Text embedding models serve as a fundamental component in real-world search applications. However, their ranking fidelity remains limited compared to dedicated rerankers, especially recent LLM-based listwise rerankers, which capture fine-grained query-document and document-document interactions.
In this paper, we propose a simple yet effective unified framework E2Rank, means Efficient Embedding-based Ranking (also means Embedding-to-Rank), which extends a single text embedding model to perform both high-quality retrieval and listwise reranking through continued training under a listwise ranking objective, thereby achieving strong effectiveness with remarkable efficiency. By applying cosine similarity between the query and document embeddings as a unified ranking function, the listwise ranking prompt, which is constructed from the original query and its candidate documents, serves as an enhanced query enriched with signals from the top-K documents, akin to pseudo-relevance feedback (PRF) in traditional retrieval models. This design preserves the efficiency and representational quality of the base embedding model while significantly improving its reranking performance.

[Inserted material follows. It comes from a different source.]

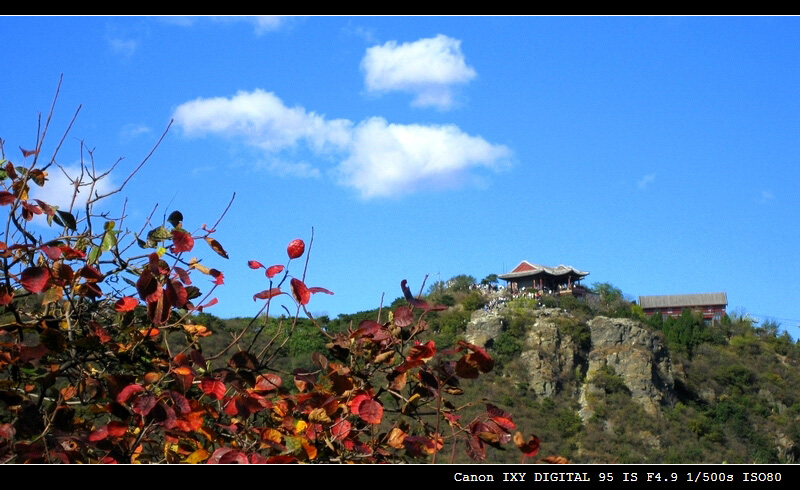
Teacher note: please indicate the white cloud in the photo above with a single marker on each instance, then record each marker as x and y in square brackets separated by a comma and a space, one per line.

Empirically, E2Rank achieves state-of-the-art results on the BEIR reranking benchmark and demonstrates competitive performance on the reasoning-intensive BRIGHT benchmark, with very low reranking latency. We also show that E2Rank's advanced embedding ability on the MTEB benchmark.
Our work highlights the potential of single embedding models to serve as unified retrieval-reranking engines, offering a practical, efficient, and accurate alternative to complex multi-stage ranking systems.
E2Rank leverages the pseudo relevance feedback signals of the top-K retrieved documents to strengthen query representation. Instead of treating each query-document pair independently, the listwise prompt is constructed by concatenating the query and its candidate documents into a single sequence, allowing the model to capture both query-document and document-document interactions within the candidate set.
During inference, cosine similarity between the pseudo query embedding (generated from the listwise prompt) and each standalone document embedding serves as the ranking function. This formulation keeps the model highly efficient while significantly improving listwise fidelity.
The training of E2Rank follows a two-stage paradigm designed to retain strong retrieval capability while injecting listwise ranking signals into the embedding space.
Stage 1: Training the Embedding with Contrastive Learning
We first train the base embedding model with contrastive learning. This stage ensures strong initial retrieval accuracy and computational efficiency. The model trained in this stage is directly capable of standalone retrieval and serves as the initialization for the unified ranking framework.
Stage 2: Listwise Ranking Enhancement
To further improve the ranking fidelity within the retrieved candidate set, we perform continued training using a learning-to-rank objective, RankNet Loss. Given a query and its top-K retrieved documents, we construct a listwise prompt by concatenating them as pseudo relevance feedback query. During training, we optimize cosine similarity between this enhanced query embedding and each candidate document embedding to align with ground-truth relevance labels. Contrastive learning is also used in this stage. This stage injects rich ranking knowledge into the embedding model, enabling it to serve not only as a retriever but also as an effective and efficient listwise reranker.
As a result, E2Rank unifies retrieval and reranking within a single model.
Effectiveness. As shown in Figure (b), E2Rank achieves state-of-the-art performance on the BEIR benchmark. It consistently RankQwen3 and approaches, demonstrateing that a single embedding model, when properly trained, can perform high-quality listwise reranking without relying on heavyweight generative architectures.
Additionally, E2Rank delivers strong results on the reasoning-intensive BRIGHT benchmark, without any RL training and training data synthesis, showcasing its versatility across diverse ranking scenarios.
Efficiency. E2Rank inherits the advantages of the embedding model, supports batch inference, and can encode document embeddings offline, further reducing online reranking latency. As shown in Figure (c), E2Rank significantly reduces inference latency across all model sizes compared to RankQwen3, achieving up to about 5x speedup at 8B while maintaining superior ranking performance. Even E2Rank-8B model is faster than RankQwen3-0.6B.
Beyond reranking gains, on the MTEB benchmark, E2Rank demonstrates strong embedding capabilities, while E2Rank-8B shows slight performance advantages on average compared to previous advanced models. Notably, compared with the variant with only contrastive learning, distilling from richer ranking signals will bring consistent and significant enhancements in retrieval tasks , demonstrating the effectiveness of the ranking objective.